Padrões de beleza afetando crianças
As crianças não aprendem os padrões de beleza na escola da mesma forma que aprendem a ler e escrever, mas, com o mundo digital explícito, elas estão desenvolvendo noção desse conceito. Elas observam muito, mesmo sem contato com a tecnologia. Percebem, por exemplo, que as bonecas vêm maquiadas, que parentes próximos falam muito sobre perder peso e que até os desenhos apresentam padrões de beleza da sociedade. Se uma criança assiste apenas a desenhos de princesas com o “padrão clássico e aceitável” de serem brancas, magras, com cabelo liso e comprido, o que ela terá como parâmetro de beleza? O mesmo acontece com narrativas que envolvem apenas super-heróis fortes, cheios de músculos, que sempre vencem no final de uma história.
Kamyle Vitória, de 20 anos, compartilhou sua experiência com o bullying que sofreu na infância e na adolescência por não se encaixar nos padrões estéticos. Ela decidiu que cultivar o amor próprio era essencial para superar as inseguranças e ainda ajuda outras pessoas que passam por situações semelhantes às que ela vivenciou. Kamyle se sente agora segura e confiante, aceitando a si mesma com carisma e simpatia, livre dos padrões sociais que antes a afligiam.
“Sempre tratei o mal com o bem, aprendi a ter amor próprio e isso me ajudou”, comenta Kamyle.

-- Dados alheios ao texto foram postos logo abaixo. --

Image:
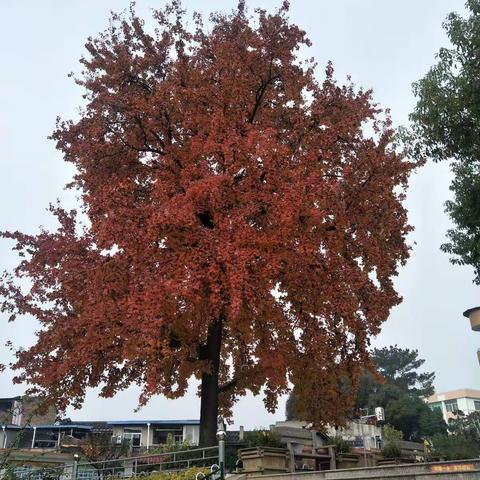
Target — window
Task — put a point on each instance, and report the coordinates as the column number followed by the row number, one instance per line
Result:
column 451, row 406
column 161, row 435
column 133, row 435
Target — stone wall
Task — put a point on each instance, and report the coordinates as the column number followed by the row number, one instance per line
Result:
column 455, row 470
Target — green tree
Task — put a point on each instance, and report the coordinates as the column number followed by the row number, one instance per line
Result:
column 392, row 438
column 454, row 447
column 414, row 418
column 400, row 367
column 445, row 121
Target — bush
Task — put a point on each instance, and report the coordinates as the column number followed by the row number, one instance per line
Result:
column 189, row 474
column 391, row 450
column 454, row 447
column 341, row 445
column 392, row 438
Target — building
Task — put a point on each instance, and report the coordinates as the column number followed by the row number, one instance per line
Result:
column 51, row 436
column 143, row 434
column 465, row 400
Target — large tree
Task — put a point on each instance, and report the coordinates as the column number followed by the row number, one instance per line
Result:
column 446, row 127
column 241, row 226
column 399, row 387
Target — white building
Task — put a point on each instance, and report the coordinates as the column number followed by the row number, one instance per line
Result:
column 152, row 433
column 465, row 400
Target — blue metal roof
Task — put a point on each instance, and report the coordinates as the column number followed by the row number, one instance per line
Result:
column 50, row 427
column 154, row 422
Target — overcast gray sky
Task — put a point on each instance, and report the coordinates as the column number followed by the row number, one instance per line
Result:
column 382, row 44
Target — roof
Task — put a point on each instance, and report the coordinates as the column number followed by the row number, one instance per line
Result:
column 454, row 394
column 10, row 399
column 467, row 313
column 48, row 427
column 155, row 422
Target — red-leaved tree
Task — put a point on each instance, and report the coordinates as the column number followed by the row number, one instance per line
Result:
column 241, row 226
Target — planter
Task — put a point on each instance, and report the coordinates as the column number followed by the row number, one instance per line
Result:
column 264, row 460
column 347, row 460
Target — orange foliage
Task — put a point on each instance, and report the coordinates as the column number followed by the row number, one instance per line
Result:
column 221, row 180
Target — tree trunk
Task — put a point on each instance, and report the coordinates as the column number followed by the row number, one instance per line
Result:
column 210, row 391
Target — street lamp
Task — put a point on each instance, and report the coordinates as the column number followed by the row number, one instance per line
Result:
column 221, row 436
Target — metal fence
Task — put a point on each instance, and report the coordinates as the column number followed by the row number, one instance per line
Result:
column 126, row 467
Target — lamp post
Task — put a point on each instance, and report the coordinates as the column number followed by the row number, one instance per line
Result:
column 221, row 436
column 473, row 314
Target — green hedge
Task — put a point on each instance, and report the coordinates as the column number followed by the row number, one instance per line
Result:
column 188, row 474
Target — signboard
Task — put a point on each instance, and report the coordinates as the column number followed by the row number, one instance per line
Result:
column 457, row 467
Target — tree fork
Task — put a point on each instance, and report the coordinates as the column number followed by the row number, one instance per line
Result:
column 210, row 387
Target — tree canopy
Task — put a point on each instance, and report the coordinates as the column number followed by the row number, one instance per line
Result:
column 445, row 127
column 242, row 227
column 400, row 391
column 399, row 387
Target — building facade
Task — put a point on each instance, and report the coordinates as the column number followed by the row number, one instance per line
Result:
column 449, row 403
column 144, row 434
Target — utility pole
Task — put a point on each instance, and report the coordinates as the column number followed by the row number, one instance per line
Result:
column 221, row 436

Hoje, muitas influenciadoras digitais estão promovendo um conceito mais realista, apesar dos padrões de beleza estarem enraizados há muitos anos. O movimento 'Body Positive' (positividade corporal), também em alta nas redes sociais, busca encorajar as pessoas a se aceitarem como são. Vivemos em uma época em que postar uma foto real, sem pele perfeita, com acnes e manchas, é um ato de coragem. No entanto, apesar da luta contra o padrão de beleza imposto à sociedade, ainda persiste a tendência de esconder e desvalorizar a beleza natural em favor de corpos irreais.
Os procedimentos estéticos podem ser uma escolha, mas não devem se tornar tão comuns a ponto de obscurecer a beleza natural do próprio corpo. A autoestima é um grande aliado da saúde mental e juntos influenciam um possível transtorno de imagem corporal. É possível manter a autenticidade sem perder o encanto e a beleza. Valorizar e promover a beleza e os corpos reais é o primeiro passo para valorizar a si mesmo.